6. Angelicus or Polka Dot Loach (Botia kubotai)

Look no further if you are looking for a smaller, more peaceful version of the yoyo-loach. This loach measures in at 4 inches (10 cm), is quite outgoing and has vivid, high contrast colors. However, they’re not the easiest to source and may cost you about $13-20 each. You can order a larger group of 6-10 fish from your local fish shop if they are available. Deworm them as soon as you bring them home. They are more likely to have parasites than wild fish and are often caught in the wild.

7. Zebra Loach (Botia striata)

Unlike the clown and kuhli loaches that have wide, vertical bands, the zebra loach is covered with lots of skinny stripes. They are 3.5 inches (9cm) longer than angelicus loaches, but they have the same sloped nose, which is ideal for eating snails, baby shrimps, and other invertebrates. Like other loaches they can tolerate a variety water parameters. They are best kept in groups of six to more species. Zebra loaches are one of our favorites because they tend to be more outgoing and laid back in personality, so if you have a 30-gallon aquarium or larger, give them a shot.

8. Silver Kuhli Loach (Pangio anguillaris)

There are many Pangio species known as “kuhli oaches”, however this is a pure silver type with no patterning. They have very similar requirements as the Pangio kuhlii mentioned above, where they like to be kept in big groups and eat at night when the aquarium lights are off. They are very eye-catching due to their metallic colors. We have been able to bring them in to our retail store. You can keep them with normal kuhli loaches so that you have multiple varieties of “miniature eels” crawling around your aquarium substrate.

9. Rosy Loach (Petruichthys sp. ‘rosy’)

Male rosy loach (left) and female rosy loach (right)

Because it is only 1-1.25 inches long (2.5-3 cm), the rosy loach is our smallest loach. This nano fish is sexually dimorphic. The males are a classic rosy colour with a dark horizontal line and the females are brownish-gray covered in spots.
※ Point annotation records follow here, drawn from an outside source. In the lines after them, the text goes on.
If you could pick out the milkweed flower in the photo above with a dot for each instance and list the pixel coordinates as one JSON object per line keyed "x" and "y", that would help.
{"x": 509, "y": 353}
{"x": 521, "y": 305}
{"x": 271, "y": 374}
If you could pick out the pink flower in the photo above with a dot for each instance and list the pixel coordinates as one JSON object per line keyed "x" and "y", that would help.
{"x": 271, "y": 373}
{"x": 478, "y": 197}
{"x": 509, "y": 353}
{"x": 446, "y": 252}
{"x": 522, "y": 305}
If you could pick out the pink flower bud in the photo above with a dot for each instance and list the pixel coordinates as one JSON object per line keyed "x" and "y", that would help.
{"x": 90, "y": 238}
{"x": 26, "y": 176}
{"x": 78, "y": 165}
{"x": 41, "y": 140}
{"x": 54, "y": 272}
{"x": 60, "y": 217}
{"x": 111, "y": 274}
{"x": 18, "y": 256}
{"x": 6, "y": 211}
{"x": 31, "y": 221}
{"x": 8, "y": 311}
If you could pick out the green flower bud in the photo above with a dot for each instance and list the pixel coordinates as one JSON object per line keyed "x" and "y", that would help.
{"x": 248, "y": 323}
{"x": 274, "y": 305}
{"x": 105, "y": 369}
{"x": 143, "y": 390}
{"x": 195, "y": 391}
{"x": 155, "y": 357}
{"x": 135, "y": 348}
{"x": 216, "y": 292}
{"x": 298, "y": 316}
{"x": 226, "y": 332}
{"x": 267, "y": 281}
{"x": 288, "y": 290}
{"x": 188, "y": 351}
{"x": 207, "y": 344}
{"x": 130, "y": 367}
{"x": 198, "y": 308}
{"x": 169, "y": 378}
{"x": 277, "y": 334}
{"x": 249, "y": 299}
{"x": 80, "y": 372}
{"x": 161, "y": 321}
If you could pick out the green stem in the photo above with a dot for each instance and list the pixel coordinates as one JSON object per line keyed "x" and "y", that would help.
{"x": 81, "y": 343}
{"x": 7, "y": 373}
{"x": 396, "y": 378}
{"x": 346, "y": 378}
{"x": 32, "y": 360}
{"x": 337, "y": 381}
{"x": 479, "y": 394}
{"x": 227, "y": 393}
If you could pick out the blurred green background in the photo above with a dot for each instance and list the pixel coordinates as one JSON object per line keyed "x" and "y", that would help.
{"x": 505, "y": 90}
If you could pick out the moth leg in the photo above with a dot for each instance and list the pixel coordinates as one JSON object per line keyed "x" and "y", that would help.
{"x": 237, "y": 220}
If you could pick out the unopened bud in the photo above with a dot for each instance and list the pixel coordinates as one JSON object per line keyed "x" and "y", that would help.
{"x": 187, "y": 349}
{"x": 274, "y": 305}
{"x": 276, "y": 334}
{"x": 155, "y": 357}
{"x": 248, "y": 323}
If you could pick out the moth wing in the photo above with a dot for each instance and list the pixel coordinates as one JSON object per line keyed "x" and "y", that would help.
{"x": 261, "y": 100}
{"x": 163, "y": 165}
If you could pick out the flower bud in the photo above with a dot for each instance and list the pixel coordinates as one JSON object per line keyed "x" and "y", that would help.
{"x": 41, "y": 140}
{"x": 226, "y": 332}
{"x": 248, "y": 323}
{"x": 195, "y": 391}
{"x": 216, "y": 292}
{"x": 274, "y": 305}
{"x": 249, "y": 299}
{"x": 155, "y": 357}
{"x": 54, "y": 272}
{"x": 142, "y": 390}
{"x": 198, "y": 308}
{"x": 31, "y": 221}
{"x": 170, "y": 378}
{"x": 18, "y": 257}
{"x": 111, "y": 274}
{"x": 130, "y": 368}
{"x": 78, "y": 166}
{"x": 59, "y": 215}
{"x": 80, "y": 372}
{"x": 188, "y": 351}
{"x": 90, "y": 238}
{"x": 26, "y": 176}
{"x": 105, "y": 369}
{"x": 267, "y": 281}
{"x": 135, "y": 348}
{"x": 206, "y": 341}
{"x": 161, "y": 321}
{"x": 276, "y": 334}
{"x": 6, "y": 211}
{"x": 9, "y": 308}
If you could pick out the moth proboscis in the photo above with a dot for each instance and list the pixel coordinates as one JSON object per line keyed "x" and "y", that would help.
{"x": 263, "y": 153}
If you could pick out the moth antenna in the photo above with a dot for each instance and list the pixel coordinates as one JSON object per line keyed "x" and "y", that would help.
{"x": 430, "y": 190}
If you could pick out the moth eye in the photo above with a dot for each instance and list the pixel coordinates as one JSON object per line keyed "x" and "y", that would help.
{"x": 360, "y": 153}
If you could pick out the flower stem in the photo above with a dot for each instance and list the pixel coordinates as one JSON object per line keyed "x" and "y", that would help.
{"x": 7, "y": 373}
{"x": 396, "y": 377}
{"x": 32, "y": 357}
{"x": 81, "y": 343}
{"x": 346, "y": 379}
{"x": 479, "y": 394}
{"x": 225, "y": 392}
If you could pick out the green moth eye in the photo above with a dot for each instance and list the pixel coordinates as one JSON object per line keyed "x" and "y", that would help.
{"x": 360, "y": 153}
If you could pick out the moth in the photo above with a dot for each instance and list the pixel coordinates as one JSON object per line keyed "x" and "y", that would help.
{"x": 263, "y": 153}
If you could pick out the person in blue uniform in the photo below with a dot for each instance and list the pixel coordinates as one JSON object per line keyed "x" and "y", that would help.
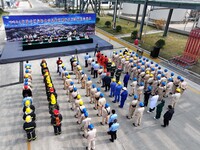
{"x": 118, "y": 89}
{"x": 124, "y": 95}
{"x": 126, "y": 79}
{"x": 112, "y": 87}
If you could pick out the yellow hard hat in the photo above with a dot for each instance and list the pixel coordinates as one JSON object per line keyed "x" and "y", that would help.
{"x": 52, "y": 96}
{"x": 78, "y": 96}
{"x": 178, "y": 90}
{"x": 28, "y": 118}
{"x": 28, "y": 110}
{"x": 26, "y": 76}
{"x": 27, "y": 103}
{"x": 53, "y": 101}
{"x": 50, "y": 85}
{"x": 81, "y": 103}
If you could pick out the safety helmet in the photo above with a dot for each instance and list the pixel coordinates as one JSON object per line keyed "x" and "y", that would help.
{"x": 56, "y": 112}
{"x": 50, "y": 85}
{"x": 26, "y": 71}
{"x": 107, "y": 105}
{"x": 78, "y": 96}
{"x": 81, "y": 103}
{"x": 149, "y": 88}
{"x": 170, "y": 79}
{"x": 26, "y": 80}
{"x": 101, "y": 95}
{"x": 163, "y": 83}
{"x": 68, "y": 77}
{"x": 27, "y": 103}
{"x": 53, "y": 101}
{"x": 84, "y": 110}
{"x": 75, "y": 89}
{"x": 141, "y": 83}
{"x": 98, "y": 89}
{"x": 25, "y": 83}
{"x": 178, "y": 90}
{"x": 113, "y": 80}
{"x": 86, "y": 114}
{"x": 28, "y": 119}
{"x": 91, "y": 126}
{"x": 158, "y": 78}
{"x": 93, "y": 85}
{"x": 26, "y": 76}
{"x": 135, "y": 97}
{"x": 28, "y": 110}
{"x": 141, "y": 104}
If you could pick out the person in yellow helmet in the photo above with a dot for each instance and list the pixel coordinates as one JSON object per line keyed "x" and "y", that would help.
{"x": 29, "y": 112}
{"x": 29, "y": 126}
{"x": 175, "y": 97}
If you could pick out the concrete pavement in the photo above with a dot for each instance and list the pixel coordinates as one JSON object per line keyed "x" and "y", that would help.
{"x": 183, "y": 132}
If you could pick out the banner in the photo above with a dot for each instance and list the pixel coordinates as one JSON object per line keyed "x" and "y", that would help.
{"x": 17, "y": 27}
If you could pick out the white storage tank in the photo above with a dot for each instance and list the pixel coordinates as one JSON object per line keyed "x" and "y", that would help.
{"x": 130, "y": 9}
{"x": 162, "y": 13}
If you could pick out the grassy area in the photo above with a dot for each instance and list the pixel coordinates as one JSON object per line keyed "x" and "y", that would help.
{"x": 175, "y": 44}
{"x": 127, "y": 26}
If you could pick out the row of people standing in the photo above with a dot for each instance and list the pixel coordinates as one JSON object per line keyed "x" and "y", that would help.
{"x": 29, "y": 116}
{"x": 55, "y": 115}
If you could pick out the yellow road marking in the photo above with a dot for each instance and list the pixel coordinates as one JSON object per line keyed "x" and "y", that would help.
{"x": 29, "y": 145}
{"x": 125, "y": 44}
{"x": 133, "y": 48}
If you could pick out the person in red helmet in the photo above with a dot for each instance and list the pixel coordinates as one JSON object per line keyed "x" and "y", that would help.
{"x": 56, "y": 119}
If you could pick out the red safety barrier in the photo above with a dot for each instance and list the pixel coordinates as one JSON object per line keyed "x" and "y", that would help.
{"x": 191, "y": 53}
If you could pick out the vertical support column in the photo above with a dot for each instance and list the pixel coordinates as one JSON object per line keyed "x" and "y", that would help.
{"x": 168, "y": 22}
{"x": 137, "y": 15}
{"x": 21, "y": 72}
{"x": 143, "y": 18}
{"x": 115, "y": 15}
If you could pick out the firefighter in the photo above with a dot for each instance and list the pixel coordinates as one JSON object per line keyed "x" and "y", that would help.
{"x": 56, "y": 119}
{"x": 29, "y": 126}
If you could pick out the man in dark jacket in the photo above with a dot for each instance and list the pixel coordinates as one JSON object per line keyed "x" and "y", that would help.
{"x": 29, "y": 126}
{"x": 107, "y": 81}
{"x": 168, "y": 116}
{"x": 56, "y": 119}
{"x": 159, "y": 109}
{"x": 126, "y": 79}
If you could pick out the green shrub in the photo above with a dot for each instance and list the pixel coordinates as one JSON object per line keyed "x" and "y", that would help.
{"x": 97, "y": 19}
{"x": 107, "y": 24}
{"x": 134, "y": 34}
{"x": 160, "y": 43}
{"x": 118, "y": 28}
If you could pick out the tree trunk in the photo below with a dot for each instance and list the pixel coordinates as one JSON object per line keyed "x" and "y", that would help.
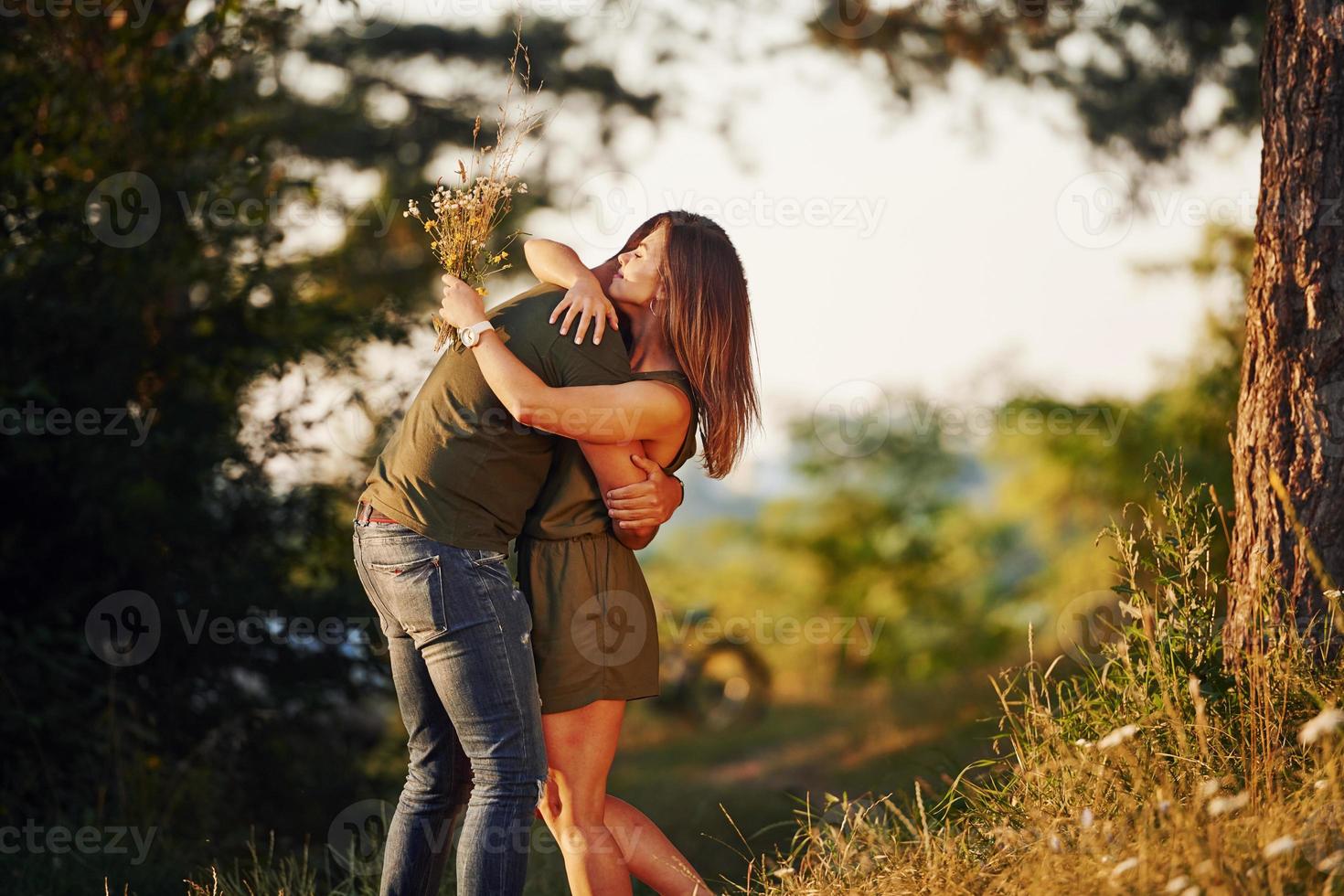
{"x": 1289, "y": 445}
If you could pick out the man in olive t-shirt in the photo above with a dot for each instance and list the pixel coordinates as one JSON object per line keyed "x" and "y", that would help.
{"x": 463, "y": 472}
{"x": 441, "y": 504}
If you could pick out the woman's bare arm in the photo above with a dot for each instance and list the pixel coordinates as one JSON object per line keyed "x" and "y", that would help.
{"x": 598, "y": 414}
{"x": 585, "y": 297}
{"x": 552, "y": 262}
{"x": 601, "y": 414}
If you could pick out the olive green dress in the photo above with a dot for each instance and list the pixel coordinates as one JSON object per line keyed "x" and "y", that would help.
{"x": 594, "y": 633}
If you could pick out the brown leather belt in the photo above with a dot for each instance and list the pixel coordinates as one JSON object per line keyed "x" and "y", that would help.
{"x": 366, "y": 513}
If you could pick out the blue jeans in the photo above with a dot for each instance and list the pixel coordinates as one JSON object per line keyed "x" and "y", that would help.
{"x": 460, "y": 644}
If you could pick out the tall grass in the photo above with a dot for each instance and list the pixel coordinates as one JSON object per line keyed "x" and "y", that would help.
{"x": 1166, "y": 766}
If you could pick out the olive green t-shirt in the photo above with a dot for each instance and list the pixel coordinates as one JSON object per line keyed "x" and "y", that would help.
{"x": 460, "y": 469}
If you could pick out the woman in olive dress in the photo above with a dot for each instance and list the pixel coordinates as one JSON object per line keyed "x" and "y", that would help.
{"x": 680, "y": 301}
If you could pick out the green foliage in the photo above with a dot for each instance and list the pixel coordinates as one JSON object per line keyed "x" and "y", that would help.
{"x": 1132, "y": 69}
{"x": 1155, "y": 769}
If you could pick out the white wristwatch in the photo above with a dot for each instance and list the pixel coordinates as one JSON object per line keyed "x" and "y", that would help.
{"x": 472, "y": 335}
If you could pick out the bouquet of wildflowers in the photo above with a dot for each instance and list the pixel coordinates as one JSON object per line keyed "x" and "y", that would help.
{"x": 465, "y": 217}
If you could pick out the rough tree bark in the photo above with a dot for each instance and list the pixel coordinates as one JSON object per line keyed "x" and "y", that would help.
{"x": 1290, "y": 415}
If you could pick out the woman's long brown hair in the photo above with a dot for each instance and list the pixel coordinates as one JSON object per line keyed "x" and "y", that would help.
{"x": 707, "y": 321}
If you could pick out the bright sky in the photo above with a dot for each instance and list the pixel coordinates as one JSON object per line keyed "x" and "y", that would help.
{"x": 965, "y": 251}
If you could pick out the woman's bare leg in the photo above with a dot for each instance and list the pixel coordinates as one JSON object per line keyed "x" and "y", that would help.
{"x": 603, "y": 840}
{"x": 648, "y": 852}
{"x": 580, "y": 746}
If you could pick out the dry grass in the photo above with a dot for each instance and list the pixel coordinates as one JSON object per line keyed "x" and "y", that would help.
{"x": 1158, "y": 769}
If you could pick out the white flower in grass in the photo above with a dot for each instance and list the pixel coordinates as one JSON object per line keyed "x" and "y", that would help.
{"x": 1224, "y": 805}
{"x": 1323, "y": 724}
{"x": 1124, "y": 867}
{"x": 1284, "y": 844}
{"x": 1117, "y": 736}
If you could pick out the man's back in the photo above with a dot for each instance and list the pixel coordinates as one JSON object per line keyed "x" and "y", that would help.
{"x": 460, "y": 469}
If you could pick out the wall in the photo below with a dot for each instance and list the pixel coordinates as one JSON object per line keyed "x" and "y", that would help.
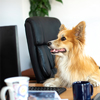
{"x": 14, "y": 12}
{"x": 70, "y": 13}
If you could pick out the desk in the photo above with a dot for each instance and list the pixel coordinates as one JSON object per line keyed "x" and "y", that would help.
{"x": 68, "y": 94}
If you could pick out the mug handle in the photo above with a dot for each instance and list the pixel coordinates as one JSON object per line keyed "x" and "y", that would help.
{"x": 4, "y": 90}
{"x": 91, "y": 89}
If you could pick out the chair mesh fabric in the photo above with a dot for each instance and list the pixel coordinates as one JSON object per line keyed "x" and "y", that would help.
{"x": 40, "y": 30}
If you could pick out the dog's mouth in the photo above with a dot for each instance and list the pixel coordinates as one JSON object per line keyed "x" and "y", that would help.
{"x": 57, "y": 50}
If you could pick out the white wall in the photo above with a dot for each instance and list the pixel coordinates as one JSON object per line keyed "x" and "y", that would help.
{"x": 14, "y": 12}
{"x": 70, "y": 13}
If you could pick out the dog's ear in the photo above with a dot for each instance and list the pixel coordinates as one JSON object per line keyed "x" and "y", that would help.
{"x": 62, "y": 27}
{"x": 80, "y": 29}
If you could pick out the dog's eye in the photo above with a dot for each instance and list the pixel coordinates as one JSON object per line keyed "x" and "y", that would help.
{"x": 63, "y": 39}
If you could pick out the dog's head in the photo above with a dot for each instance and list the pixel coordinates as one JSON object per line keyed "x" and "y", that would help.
{"x": 68, "y": 40}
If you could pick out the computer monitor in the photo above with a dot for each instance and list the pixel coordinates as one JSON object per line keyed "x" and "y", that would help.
{"x": 9, "y": 53}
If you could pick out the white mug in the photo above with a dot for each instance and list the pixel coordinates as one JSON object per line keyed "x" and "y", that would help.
{"x": 17, "y": 87}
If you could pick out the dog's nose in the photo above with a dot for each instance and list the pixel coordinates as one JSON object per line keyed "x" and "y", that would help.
{"x": 49, "y": 43}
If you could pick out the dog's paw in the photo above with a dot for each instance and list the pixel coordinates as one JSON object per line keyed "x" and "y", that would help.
{"x": 96, "y": 84}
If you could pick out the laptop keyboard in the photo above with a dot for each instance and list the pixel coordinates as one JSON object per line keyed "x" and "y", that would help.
{"x": 59, "y": 90}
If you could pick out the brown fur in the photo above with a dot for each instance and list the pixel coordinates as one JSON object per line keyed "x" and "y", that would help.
{"x": 73, "y": 65}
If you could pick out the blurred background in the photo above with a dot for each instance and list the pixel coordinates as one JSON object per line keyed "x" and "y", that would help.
{"x": 70, "y": 13}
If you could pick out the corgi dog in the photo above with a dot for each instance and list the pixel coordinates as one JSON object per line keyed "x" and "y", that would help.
{"x": 70, "y": 60}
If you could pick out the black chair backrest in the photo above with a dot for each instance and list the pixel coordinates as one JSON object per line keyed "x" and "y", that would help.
{"x": 40, "y": 30}
{"x": 9, "y": 53}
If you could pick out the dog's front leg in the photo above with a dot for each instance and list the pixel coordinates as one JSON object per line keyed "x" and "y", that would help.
{"x": 52, "y": 82}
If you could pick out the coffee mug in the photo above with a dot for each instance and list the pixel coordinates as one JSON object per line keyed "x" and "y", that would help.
{"x": 17, "y": 87}
{"x": 82, "y": 90}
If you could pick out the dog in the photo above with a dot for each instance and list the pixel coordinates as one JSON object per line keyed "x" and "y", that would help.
{"x": 70, "y": 59}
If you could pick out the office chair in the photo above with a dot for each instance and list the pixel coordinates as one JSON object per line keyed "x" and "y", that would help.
{"x": 9, "y": 53}
{"x": 40, "y": 30}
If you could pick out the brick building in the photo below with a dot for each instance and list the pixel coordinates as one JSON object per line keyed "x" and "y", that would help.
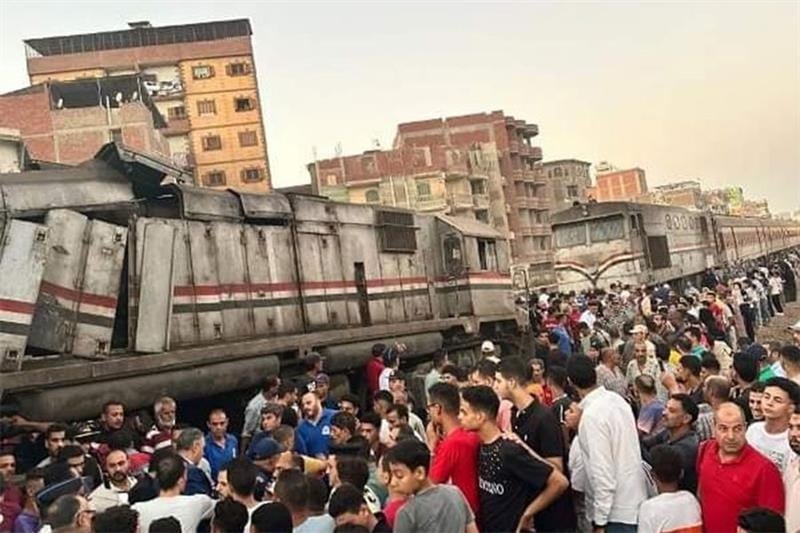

You can keep a group of them in a 5-gallon or larger aquarium, where they can be found actively swimming in the middle to bottom layers of the tank. Hobbyists have successfully bred rosy loaches in heavily planted, well-established aquariums by feeding plenty of tiny foods (like frozen cyclops and Easy Fry and Small Fish Food) and then removing the adults after spawning behavior is spotted.

10. Dojo Loach (Misgurnus Anguillicaudatus).

This lovable, fun species looks like a huge hot dog. It can grow to 6-11 inches (15-28cm) in length. They come in several colors, such as regular brown, golden yellow, and albino. Because of their excitement when they see a storm approaching or a rainstorm, they are sometimes called “weather loach”. Their other common name is “pond loach” because they are a cold water species and can live in unheated aquariums with larger species like goldfish. They can contract fungal and bacterial infections if the water temperature rises above 80°F (27°F).